É uma manta. Uma manta de cores sombrias que guardamos na gaveta das preciosidades herdadas das nossas mães e avós. Manta de fios entretecidos de dor e solidão, abuso, velhice e inocência.
Nos dias que sucedem às noites, num tempo esbatido, movem-se figuras de rosto indefinido, como a boneca de trapos.
E é este ritmo que confere ao conto uma dimensão arcaica, juntamente com os seus temas eternos. São poucos os sinais que nos permitem determinar os nossos dias como o cenário temporal da narração. Sem eles, de que século se tratará?
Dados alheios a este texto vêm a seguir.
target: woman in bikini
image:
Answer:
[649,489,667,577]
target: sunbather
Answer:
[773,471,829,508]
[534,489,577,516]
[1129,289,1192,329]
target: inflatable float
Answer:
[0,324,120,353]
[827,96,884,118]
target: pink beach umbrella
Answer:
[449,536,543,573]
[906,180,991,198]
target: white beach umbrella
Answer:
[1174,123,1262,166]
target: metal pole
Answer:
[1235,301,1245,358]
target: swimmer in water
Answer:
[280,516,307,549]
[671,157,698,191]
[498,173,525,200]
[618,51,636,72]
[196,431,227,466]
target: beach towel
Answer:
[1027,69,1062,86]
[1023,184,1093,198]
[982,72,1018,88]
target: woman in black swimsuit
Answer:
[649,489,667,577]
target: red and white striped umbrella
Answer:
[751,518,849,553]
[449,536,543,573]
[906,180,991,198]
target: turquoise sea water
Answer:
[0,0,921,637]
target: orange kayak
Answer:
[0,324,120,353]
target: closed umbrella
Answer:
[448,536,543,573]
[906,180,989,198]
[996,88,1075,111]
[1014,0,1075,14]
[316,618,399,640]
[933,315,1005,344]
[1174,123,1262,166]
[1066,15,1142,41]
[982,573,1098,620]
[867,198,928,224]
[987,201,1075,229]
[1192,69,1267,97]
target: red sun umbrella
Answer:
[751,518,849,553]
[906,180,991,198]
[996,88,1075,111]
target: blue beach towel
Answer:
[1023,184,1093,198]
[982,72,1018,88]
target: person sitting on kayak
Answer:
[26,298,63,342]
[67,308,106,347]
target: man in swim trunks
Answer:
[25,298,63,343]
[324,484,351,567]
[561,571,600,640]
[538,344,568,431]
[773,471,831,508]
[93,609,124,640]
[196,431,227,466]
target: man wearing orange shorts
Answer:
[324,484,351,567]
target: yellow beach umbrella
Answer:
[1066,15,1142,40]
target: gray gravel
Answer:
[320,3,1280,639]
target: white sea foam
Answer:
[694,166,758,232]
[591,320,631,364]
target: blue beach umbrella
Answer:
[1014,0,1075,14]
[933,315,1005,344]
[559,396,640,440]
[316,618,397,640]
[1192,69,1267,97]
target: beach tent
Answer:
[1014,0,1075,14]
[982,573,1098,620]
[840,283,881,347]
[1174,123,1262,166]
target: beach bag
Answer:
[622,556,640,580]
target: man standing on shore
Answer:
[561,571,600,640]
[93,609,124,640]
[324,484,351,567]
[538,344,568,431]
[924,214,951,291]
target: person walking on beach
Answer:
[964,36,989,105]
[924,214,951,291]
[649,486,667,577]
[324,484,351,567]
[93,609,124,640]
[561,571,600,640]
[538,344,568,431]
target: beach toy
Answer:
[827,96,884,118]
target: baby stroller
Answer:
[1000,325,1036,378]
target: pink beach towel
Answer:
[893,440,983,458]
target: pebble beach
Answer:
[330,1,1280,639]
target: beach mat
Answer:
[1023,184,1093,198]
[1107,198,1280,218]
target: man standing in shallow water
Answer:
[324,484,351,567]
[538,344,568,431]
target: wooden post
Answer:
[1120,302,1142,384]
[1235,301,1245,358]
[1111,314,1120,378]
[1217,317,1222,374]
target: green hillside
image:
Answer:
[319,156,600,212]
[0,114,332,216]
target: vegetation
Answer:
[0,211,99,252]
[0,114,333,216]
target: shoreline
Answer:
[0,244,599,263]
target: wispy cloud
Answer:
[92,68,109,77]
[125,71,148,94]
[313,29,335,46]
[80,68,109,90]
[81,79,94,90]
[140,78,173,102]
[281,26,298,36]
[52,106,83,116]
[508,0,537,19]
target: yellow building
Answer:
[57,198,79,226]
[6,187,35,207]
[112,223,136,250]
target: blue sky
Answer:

O nervosismo, a aceleração e a dramatização dos tempos modernos não chegam a estas paisagens.
São igualmente ténues os sinais para uma localização concreta no espaço. Embora se reconheça o Portugal rural de sempre, ele aparece pintado ao de leve, com poucas pinceladas, quase esboçado.
A ausência do espaço e do tempo caracterizam o mito. Assim reconhecemos aquilo que está a ser contado como parte de nós, parte da nossa herança cultural. Precisamos que nos contem este conto uma e outra vez. Até que a solidão já não seja associada à velhice, nem a inocência ao abuso, nem a dor ao abandono.